RC: That scene was so realistic in so many ways. It’s very real, more than any scene I’ve ever shot.
PS: It felt very candid.
BJA: You should see that scene on the page, because it was written like that. The credit goes to the writer, [O’Connell], who I know is on the phone. The scene was written so realistically. The first time I read it, I was just bored because, that’s what I wanted. You could see that the script really goes through the motions in this realistic type of way that we don’t often get to see.
RC: But also, you added things, Brian! Like, when you added the line, “Very nice body.” I didn’t know you were going to do that, but in the best way. It was a great, genuine reaction. And that’s what I think about when I think of that scene, that most of it was genuine.
BJA: Shout-out to this scene, which has gotten so much love, really. Because it’s one scene in the whole show, and the whole show is incredible. But I just love — in a selfish way — I love how the work that we put into making it feel so warm and real has paid off. And we shot it all in a day.
RC: I shot late the night before so I hadn’t gotten to see you, and I think that actually really helped for the first time. It was awkward. I was genuinely very nervous. I had never kissed you before. There was a lot of newness, and I think that really benefited the scene — that we didn’t get a chance to practice.
PS: Was there any trepidation for you two, going into it, and if so, did it dissipate quickly?
RC: Oh, my God, Brian, were you nervous at all? I have this perception of you that you’re so unflappable. [laughter] If you were ever nervous in that scene, you never showed it at all. You were brave, in my eyes.
BJA: I think you’re right. I don’t think I was nervous. I just knew you, and I know you’re this genius, and I just knew it was my job to show up, and for my character to give your character as much love as possible. Really [to] just make this person in front of me completely comfortable, which I think worked on a variety of levels. I was extremely excited because you knew what you were doing when you were writing it for me, as you said you did. So, I just read it and I was like, “Oh, this is perfect for me. I literally cannot wait to get to set and do this.”
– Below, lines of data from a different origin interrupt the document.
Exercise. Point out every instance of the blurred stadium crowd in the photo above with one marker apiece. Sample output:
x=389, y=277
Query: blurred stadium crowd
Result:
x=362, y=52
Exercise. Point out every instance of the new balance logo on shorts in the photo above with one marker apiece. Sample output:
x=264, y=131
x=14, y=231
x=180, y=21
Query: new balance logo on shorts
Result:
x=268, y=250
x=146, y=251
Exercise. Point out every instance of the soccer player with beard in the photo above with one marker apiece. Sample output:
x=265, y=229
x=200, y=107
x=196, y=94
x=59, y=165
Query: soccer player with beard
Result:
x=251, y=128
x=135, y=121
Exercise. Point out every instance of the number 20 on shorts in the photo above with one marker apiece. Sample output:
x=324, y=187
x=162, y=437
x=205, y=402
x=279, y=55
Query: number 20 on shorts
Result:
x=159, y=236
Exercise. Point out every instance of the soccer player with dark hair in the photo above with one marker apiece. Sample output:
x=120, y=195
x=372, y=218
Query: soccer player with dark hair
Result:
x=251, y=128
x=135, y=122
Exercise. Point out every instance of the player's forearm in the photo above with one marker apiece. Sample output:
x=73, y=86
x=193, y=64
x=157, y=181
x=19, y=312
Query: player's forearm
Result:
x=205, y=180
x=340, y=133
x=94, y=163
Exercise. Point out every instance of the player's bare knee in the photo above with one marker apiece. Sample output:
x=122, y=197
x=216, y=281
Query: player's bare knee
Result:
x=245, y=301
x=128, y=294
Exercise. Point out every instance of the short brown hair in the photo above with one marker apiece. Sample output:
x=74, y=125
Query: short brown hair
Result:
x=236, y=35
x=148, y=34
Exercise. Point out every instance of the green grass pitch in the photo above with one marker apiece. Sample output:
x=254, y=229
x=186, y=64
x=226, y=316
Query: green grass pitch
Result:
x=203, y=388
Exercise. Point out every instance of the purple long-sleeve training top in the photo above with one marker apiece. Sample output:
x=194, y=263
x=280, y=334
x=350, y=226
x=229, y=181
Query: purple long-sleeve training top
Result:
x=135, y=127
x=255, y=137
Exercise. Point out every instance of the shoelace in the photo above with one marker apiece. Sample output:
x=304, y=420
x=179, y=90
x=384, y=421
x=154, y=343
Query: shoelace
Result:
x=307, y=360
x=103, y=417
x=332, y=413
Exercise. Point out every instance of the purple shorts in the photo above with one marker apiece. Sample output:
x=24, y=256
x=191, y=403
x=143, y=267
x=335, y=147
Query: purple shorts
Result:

RC: When we got into it, it was so cool. We did this thing where we would cut, and he’d give me a hug or something, which would help me in a tremendous way because I’m not an actor. I’ve never acted before. I have a hard time coming in and out of the scene. And I’m so jealous of all the actors who are trained that know how to disconnect.
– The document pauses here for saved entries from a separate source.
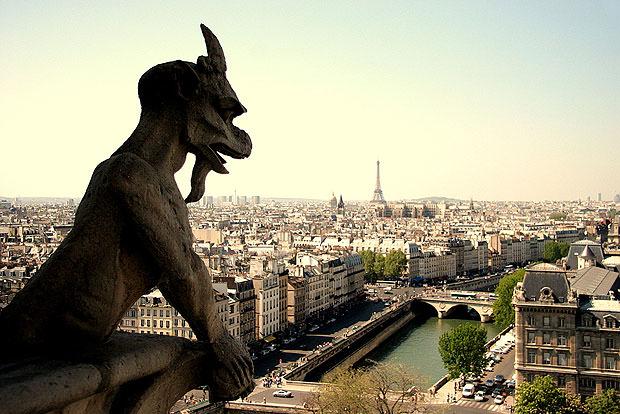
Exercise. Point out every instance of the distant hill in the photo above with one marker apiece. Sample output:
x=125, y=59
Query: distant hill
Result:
x=437, y=199
x=41, y=200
PS: How was that scene choreographed? How much of the movement was written into the script?
BJA: We had a major Broadway choreographer. We were [laughter] doing the choreo for six weeks.
PS: Wow, it was like the Homecoming of sex scenes.
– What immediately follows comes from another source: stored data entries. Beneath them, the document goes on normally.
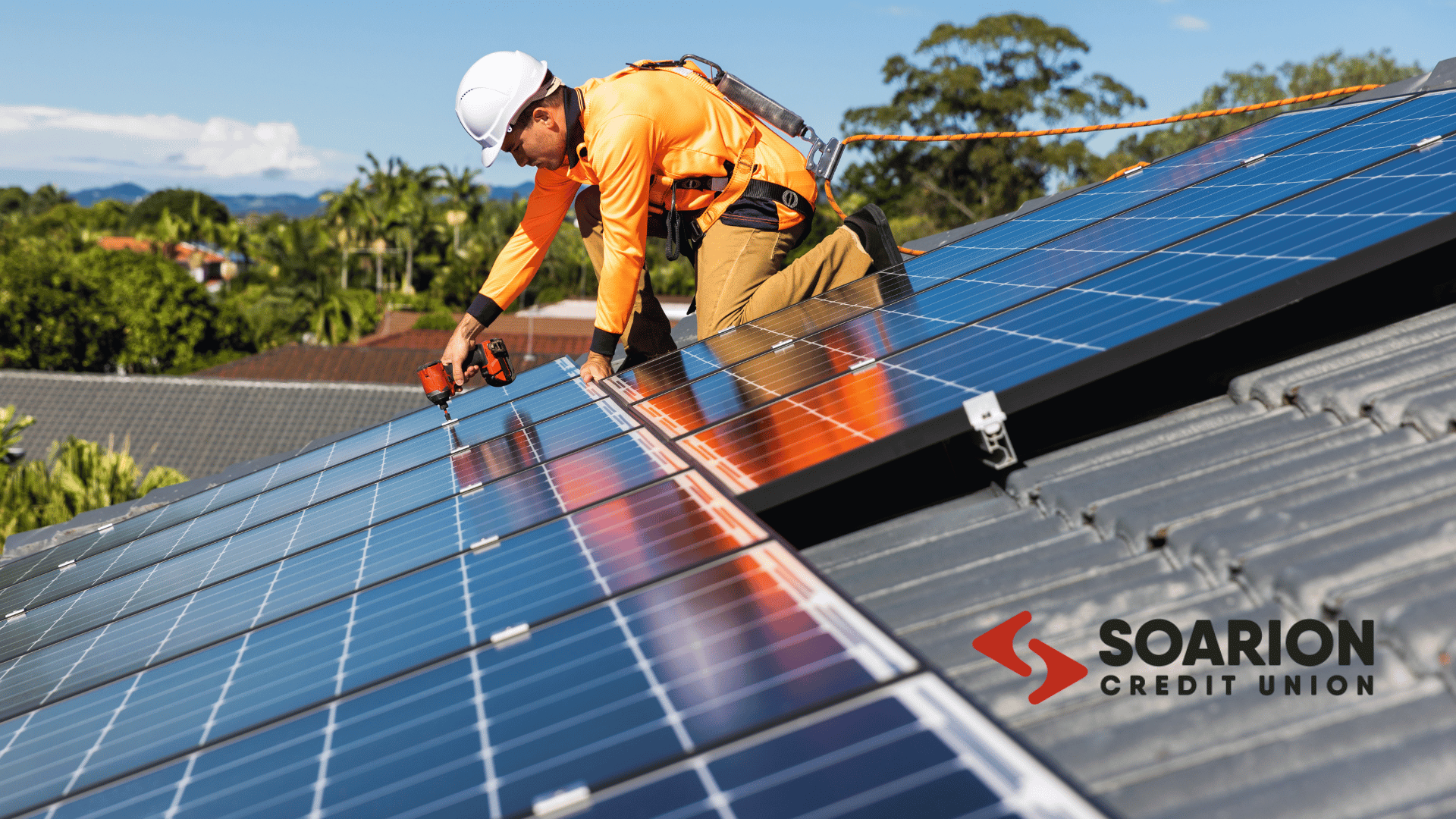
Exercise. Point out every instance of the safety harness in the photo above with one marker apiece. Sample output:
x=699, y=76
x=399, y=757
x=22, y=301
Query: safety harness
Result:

BJA: No, how was it choreographed? Anna [Dokoza], right?
RC: Yeah, we choreographed it with Anna in my office. It was L-O-L. I had to narrate the performance for them on the couch in the middle of the day. I was like, “This is so awkward.” But it was a collaboration, really. Being a gay person, I think everyone kind of knows that you know what you’re doing.
PS: Considering the outpouring of love toward Special, what does it mean to you that, in a body of work with so many standout scenes, this one keeps floating to the surface?
BJA: When I did voice-over for little parts to fix the audio, I got to go into this sound-recording studio to dub over little parts of the dialogue. I got to see the whole scene. I kept just gasping and my jaw kept dropping every time they would show me a different part of it. I was like, “This is one of the best things I’ve ever seen.” And I kept literally falling to the floor. I don’t know if they told you this, Ryan . . . [laughter]
BJA: But the first time they showed me this scene, I was just like, “What is this? This is so incredible.” I was wailing and shouting. Because they were playing it on this huge screen in front of me. I was literally jaw-dropped. When we shot it, it felt amazing, and when I saw it, I was like, “Oh. I have never seen a scene like this before.”
RC: Yeah, and hopefully if we get a season two —
PS: Any word on season two yet?
RC: Conversations are starting next week, so who the f*ck knows. But we’re hopeful.
BJA: I’m putting my bet on it.
RC: Yeah, we’ll see what happens. Cautiously optimistic.